Key points the JVM port loses:

__attribute__((aligned(128))) is a hard guarantee. @Contended is a hint that JIT may ignore.
head and tail only have one writer each. JVM’s GC card-marking can spuriously dirty the cache line that contains them.
__sync_synchronize() is one mfence. The JVM equivalent (VarHandle.fullFence) often also emits a JIT-safepoint poll.

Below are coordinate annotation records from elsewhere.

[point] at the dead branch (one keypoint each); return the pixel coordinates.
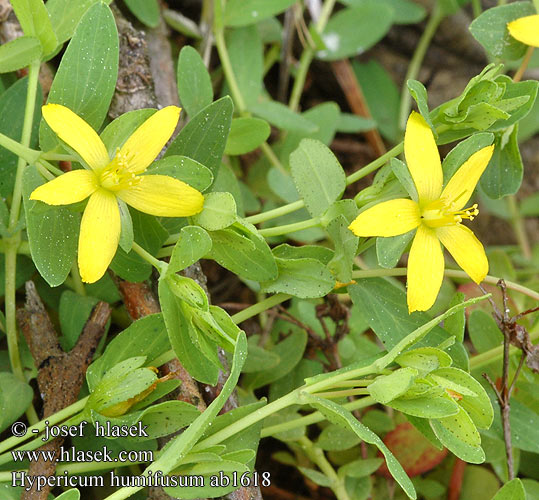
(60, 375)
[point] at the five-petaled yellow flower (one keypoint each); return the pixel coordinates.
(437, 215)
(525, 30)
(106, 180)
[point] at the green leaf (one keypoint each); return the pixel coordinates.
(490, 29)
(203, 139)
(240, 249)
(158, 420)
(337, 438)
(19, 53)
(388, 314)
(193, 243)
(194, 82)
(219, 212)
(245, 12)
(66, 14)
(303, 278)
(12, 105)
(126, 224)
(424, 359)
(183, 443)
(462, 151)
(474, 397)
(513, 490)
(389, 250)
(71, 494)
(504, 172)
(419, 93)
(338, 415)
(246, 134)
(146, 11)
(404, 11)
(350, 32)
(73, 313)
(361, 468)
(259, 359)
(23, 272)
(389, 387)
(319, 253)
(15, 397)
(318, 175)
(150, 235)
(382, 97)
(316, 477)
(350, 124)
(290, 351)
(86, 78)
(35, 21)
(184, 169)
(400, 169)
(345, 243)
(459, 435)
(120, 129)
(145, 337)
(181, 333)
(425, 406)
(455, 324)
(283, 117)
(52, 232)
(247, 59)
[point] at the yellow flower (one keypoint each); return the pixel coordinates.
(437, 216)
(525, 30)
(107, 179)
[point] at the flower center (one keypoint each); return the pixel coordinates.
(440, 213)
(116, 175)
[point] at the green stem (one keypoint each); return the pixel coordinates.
(290, 228)
(297, 205)
(272, 157)
(316, 455)
(39, 426)
(476, 8)
(450, 273)
(227, 67)
(312, 418)
(259, 307)
(29, 155)
(12, 243)
(371, 167)
(415, 64)
(307, 57)
(77, 281)
(148, 257)
(518, 227)
(276, 212)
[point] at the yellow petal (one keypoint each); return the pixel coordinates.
(526, 30)
(425, 270)
(423, 159)
(466, 249)
(99, 235)
(70, 187)
(460, 187)
(149, 139)
(77, 134)
(163, 196)
(389, 218)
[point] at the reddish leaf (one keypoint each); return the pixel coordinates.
(412, 450)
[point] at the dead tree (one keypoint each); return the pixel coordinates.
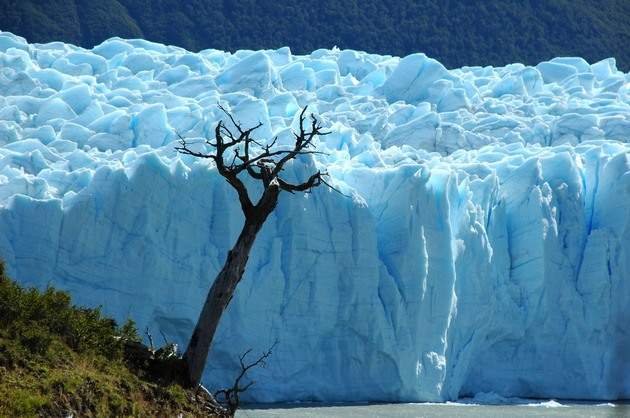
(236, 153)
(230, 397)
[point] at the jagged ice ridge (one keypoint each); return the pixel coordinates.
(484, 245)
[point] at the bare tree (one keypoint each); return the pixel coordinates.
(236, 153)
(230, 397)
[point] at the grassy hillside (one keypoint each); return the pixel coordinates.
(457, 32)
(57, 360)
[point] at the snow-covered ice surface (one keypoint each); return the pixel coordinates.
(485, 248)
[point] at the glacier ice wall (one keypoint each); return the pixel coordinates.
(485, 246)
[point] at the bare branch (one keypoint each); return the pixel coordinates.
(230, 396)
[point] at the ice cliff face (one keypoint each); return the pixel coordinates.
(485, 248)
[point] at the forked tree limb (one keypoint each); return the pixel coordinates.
(235, 153)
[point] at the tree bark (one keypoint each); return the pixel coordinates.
(223, 288)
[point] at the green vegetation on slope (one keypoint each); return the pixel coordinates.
(57, 359)
(457, 32)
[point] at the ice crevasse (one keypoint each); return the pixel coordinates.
(483, 245)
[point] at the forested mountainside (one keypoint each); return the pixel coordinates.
(492, 32)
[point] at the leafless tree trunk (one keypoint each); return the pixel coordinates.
(261, 162)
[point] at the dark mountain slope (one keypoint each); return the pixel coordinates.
(491, 32)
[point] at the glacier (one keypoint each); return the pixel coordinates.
(482, 244)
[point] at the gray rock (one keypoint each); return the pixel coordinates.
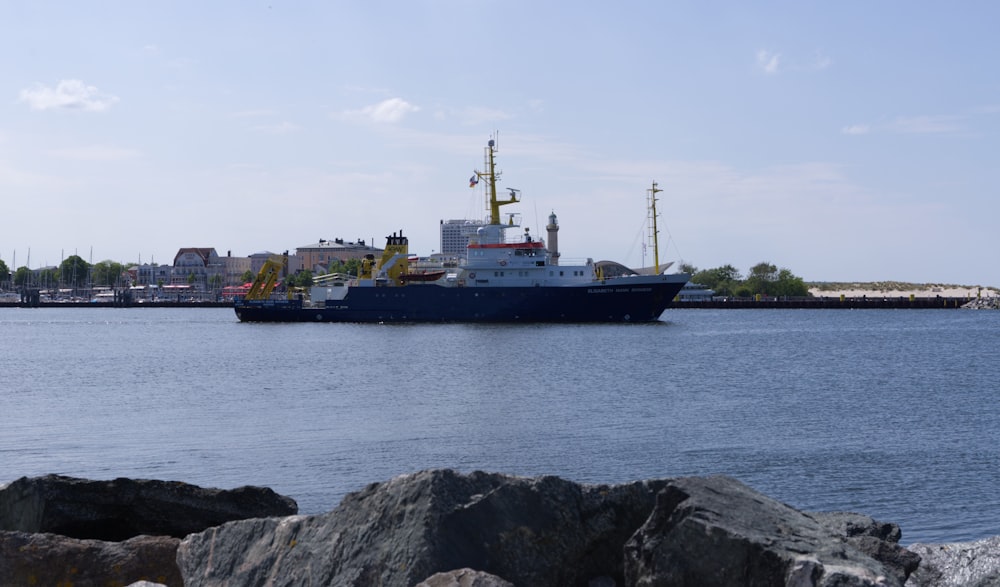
(529, 531)
(715, 531)
(464, 578)
(51, 559)
(957, 564)
(123, 508)
(879, 540)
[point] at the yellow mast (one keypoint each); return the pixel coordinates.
(491, 175)
(651, 195)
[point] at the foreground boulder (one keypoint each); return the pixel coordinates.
(547, 531)
(540, 531)
(123, 508)
(715, 531)
(50, 559)
(958, 564)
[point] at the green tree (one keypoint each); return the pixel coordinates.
(768, 279)
(761, 278)
(107, 273)
(47, 278)
(74, 271)
(724, 280)
(22, 276)
(791, 285)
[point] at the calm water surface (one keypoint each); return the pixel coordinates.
(889, 413)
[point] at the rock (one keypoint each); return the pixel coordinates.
(957, 564)
(464, 578)
(50, 559)
(123, 508)
(715, 531)
(879, 540)
(529, 531)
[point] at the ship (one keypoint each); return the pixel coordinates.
(502, 277)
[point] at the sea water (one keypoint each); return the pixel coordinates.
(891, 413)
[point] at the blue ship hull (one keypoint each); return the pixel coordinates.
(600, 302)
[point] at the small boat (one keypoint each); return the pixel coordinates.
(422, 277)
(500, 279)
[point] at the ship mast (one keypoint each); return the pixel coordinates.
(651, 196)
(491, 175)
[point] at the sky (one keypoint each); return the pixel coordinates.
(844, 141)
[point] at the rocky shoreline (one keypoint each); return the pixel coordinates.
(441, 528)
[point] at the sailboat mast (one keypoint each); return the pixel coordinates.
(652, 211)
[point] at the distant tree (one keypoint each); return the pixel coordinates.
(107, 273)
(767, 279)
(790, 285)
(22, 276)
(724, 280)
(48, 278)
(74, 271)
(304, 279)
(687, 268)
(761, 279)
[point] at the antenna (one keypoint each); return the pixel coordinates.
(651, 195)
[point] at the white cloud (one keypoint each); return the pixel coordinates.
(927, 125)
(768, 61)
(855, 129)
(96, 153)
(71, 94)
(479, 115)
(279, 128)
(391, 110)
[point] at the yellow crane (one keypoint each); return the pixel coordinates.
(267, 278)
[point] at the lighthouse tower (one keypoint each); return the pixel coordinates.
(553, 241)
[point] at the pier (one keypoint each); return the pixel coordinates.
(829, 303)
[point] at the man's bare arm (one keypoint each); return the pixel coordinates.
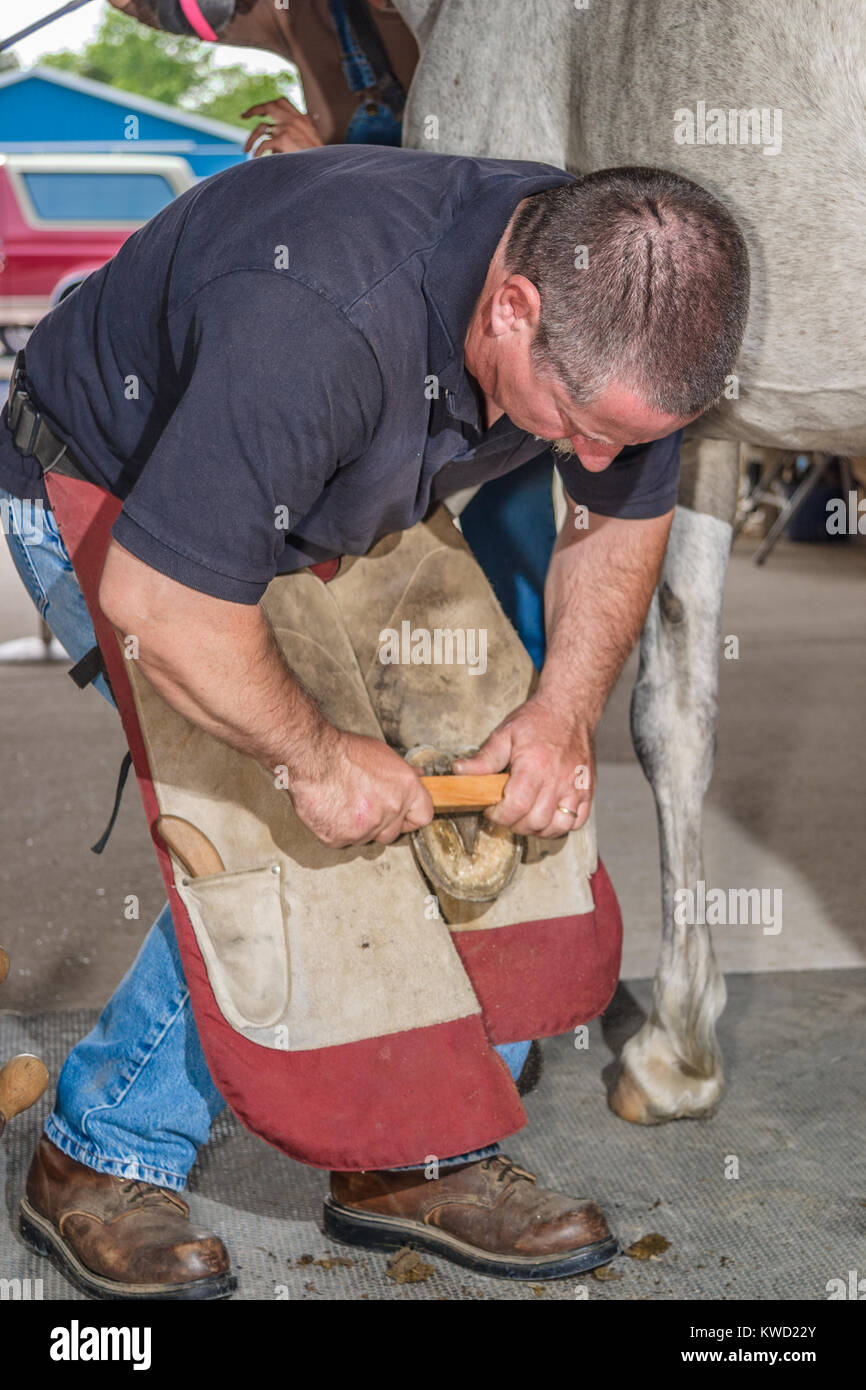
(597, 594)
(598, 590)
(218, 665)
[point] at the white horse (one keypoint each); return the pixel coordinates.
(763, 103)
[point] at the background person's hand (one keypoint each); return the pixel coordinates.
(287, 128)
(360, 791)
(551, 765)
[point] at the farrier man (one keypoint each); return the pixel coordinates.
(281, 323)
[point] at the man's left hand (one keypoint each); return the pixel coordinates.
(551, 763)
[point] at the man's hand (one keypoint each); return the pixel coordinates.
(551, 766)
(360, 791)
(291, 129)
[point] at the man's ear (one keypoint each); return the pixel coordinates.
(516, 306)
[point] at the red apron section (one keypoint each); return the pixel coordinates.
(395, 1098)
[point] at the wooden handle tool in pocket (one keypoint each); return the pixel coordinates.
(470, 792)
(191, 847)
(22, 1080)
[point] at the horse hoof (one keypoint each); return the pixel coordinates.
(630, 1101)
(464, 856)
(654, 1086)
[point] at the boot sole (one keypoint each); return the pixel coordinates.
(41, 1236)
(376, 1232)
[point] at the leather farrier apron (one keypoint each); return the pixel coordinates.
(342, 1019)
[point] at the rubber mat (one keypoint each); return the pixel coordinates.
(790, 1126)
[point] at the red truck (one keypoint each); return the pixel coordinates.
(63, 216)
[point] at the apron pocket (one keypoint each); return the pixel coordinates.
(241, 929)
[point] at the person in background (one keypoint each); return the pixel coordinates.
(355, 66)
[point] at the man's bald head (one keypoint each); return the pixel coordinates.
(642, 278)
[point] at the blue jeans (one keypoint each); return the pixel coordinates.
(135, 1097)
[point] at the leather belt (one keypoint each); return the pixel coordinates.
(31, 432)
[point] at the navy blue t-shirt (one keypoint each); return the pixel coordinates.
(270, 373)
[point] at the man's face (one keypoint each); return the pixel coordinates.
(594, 432)
(498, 353)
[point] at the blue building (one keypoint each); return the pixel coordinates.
(43, 110)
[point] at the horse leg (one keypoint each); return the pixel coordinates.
(672, 1068)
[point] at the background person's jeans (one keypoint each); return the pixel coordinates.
(135, 1097)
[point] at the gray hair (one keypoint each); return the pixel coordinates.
(662, 302)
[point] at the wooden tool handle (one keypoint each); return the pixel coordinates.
(471, 792)
(22, 1080)
(191, 845)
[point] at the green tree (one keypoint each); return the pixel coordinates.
(168, 68)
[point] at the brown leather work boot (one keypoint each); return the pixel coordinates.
(489, 1216)
(116, 1237)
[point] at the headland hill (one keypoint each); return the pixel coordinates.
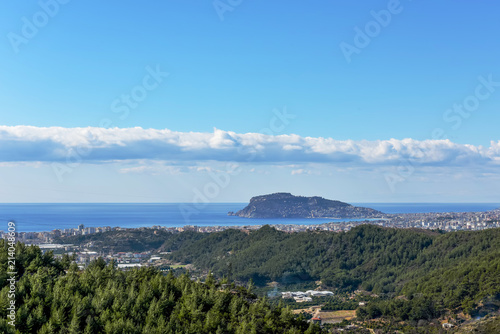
(286, 205)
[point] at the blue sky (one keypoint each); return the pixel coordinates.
(365, 126)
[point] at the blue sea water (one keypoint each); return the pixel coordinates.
(46, 217)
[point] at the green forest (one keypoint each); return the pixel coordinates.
(453, 270)
(417, 275)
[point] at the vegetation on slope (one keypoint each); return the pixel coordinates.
(53, 296)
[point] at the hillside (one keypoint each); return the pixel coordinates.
(286, 205)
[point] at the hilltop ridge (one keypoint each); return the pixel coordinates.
(286, 205)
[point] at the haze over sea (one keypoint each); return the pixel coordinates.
(46, 217)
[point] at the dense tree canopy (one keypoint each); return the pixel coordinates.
(55, 297)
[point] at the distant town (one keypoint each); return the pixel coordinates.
(444, 221)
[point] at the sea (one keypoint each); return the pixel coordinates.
(49, 216)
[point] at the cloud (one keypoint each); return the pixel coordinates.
(100, 145)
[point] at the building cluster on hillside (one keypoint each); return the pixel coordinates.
(448, 221)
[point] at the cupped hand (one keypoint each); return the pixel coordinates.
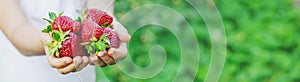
(113, 55)
(65, 65)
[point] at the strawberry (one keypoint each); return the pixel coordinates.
(97, 33)
(113, 37)
(100, 17)
(89, 29)
(71, 47)
(65, 41)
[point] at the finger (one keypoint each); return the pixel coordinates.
(78, 61)
(67, 69)
(122, 32)
(97, 61)
(59, 62)
(107, 59)
(120, 53)
(84, 63)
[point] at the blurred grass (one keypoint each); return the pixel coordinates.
(263, 41)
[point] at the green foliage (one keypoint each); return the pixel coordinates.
(262, 41)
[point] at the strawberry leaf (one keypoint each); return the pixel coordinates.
(56, 36)
(84, 43)
(47, 29)
(52, 15)
(56, 53)
(49, 21)
(94, 38)
(102, 46)
(60, 14)
(79, 19)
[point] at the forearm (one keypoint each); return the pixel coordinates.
(106, 5)
(18, 30)
(26, 39)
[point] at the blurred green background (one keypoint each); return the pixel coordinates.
(263, 41)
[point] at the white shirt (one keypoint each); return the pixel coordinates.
(14, 67)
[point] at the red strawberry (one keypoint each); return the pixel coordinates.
(105, 20)
(89, 29)
(113, 37)
(100, 17)
(66, 23)
(71, 47)
(64, 42)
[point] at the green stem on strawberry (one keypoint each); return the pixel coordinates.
(57, 37)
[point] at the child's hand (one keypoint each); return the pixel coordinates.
(112, 55)
(65, 65)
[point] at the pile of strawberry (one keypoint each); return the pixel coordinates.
(89, 34)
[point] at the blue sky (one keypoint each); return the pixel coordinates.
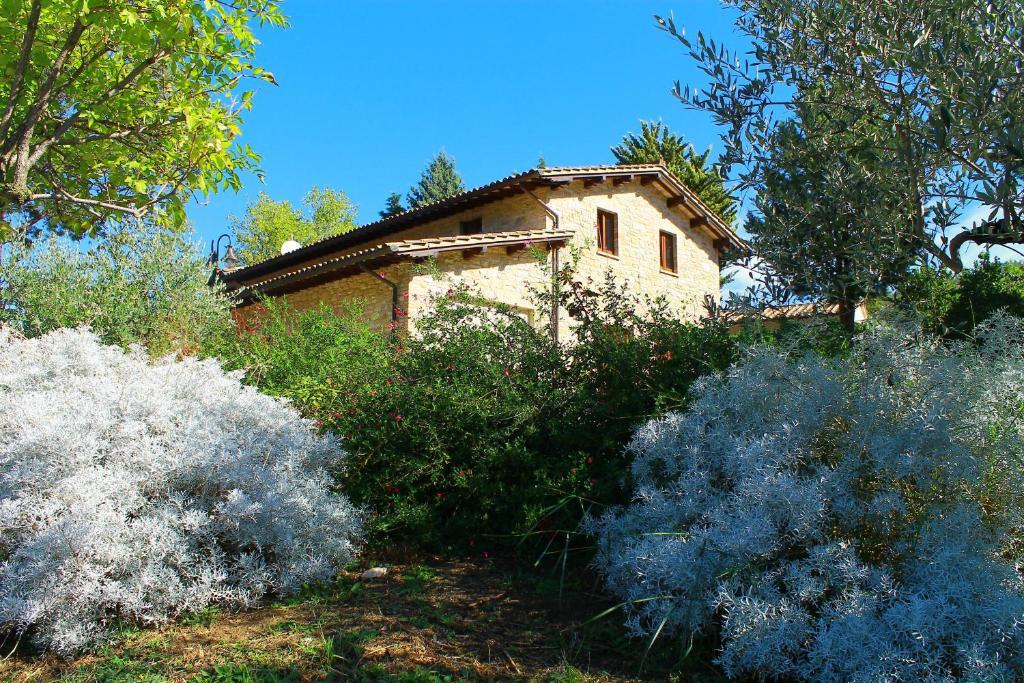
(369, 91)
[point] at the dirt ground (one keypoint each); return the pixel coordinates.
(426, 621)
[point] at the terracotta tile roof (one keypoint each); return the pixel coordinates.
(492, 191)
(788, 311)
(391, 252)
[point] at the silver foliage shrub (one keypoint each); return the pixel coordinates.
(137, 492)
(837, 519)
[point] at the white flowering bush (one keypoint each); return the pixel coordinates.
(132, 491)
(837, 519)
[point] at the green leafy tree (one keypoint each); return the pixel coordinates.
(953, 304)
(817, 212)
(439, 181)
(141, 285)
(268, 223)
(932, 87)
(393, 206)
(111, 110)
(656, 143)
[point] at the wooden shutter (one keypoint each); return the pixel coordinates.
(667, 242)
(607, 231)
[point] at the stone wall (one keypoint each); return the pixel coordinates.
(642, 215)
(500, 276)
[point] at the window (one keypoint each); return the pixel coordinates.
(607, 232)
(471, 226)
(668, 249)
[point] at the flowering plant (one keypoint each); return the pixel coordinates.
(135, 491)
(836, 519)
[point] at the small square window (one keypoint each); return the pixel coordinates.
(471, 226)
(607, 232)
(668, 248)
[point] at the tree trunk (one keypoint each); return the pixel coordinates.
(848, 314)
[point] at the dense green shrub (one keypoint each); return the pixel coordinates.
(136, 286)
(478, 427)
(953, 304)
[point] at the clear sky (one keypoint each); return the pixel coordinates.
(370, 90)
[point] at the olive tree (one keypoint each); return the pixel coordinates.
(918, 95)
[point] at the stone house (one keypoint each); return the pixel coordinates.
(502, 240)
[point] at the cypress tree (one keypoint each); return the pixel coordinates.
(438, 182)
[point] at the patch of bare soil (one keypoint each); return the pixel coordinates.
(427, 621)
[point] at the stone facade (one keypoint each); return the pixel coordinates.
(510, 279)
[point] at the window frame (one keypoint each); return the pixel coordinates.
(601, 242)
(668, 245)
(475, 222)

What I would do differently

If I were starting today, I would not try to replace ZScheduler. I would do the following in order:

Open a design RFC first. Get the maintainers to commit to acceptance criteria: which benchmarks must not regress, by how much, and whether the new scheduler can be opt-in. Without this, every PR is shooting at a moving target.
Ship as opt-in NioScheduler, not as replacement. Register it via Runtime.setScheduler so users who have ForkMany-shaped workloads can choose it. This sidesteps the Pareto-regression veto.
Use JCTools‘ MpscArrayQueue as the per-worker queue. It’s the closest thing the JVM has to Nio’s MPSC channel and is already used in Netty, Hazelcast, etc.
Build a topology-aware variant for tier-2. Once the basic opt-in works, add NUMA-awareness (via Thread.setAffinity through JNI or taskset wrapping) for users who actually pin JVMs to sockets. Don’t ship this in v1.
Make the C reference the README. Show the design in C first, then explain what each line costs on the JVM. This makes the trade-offs explicit instead of hidden.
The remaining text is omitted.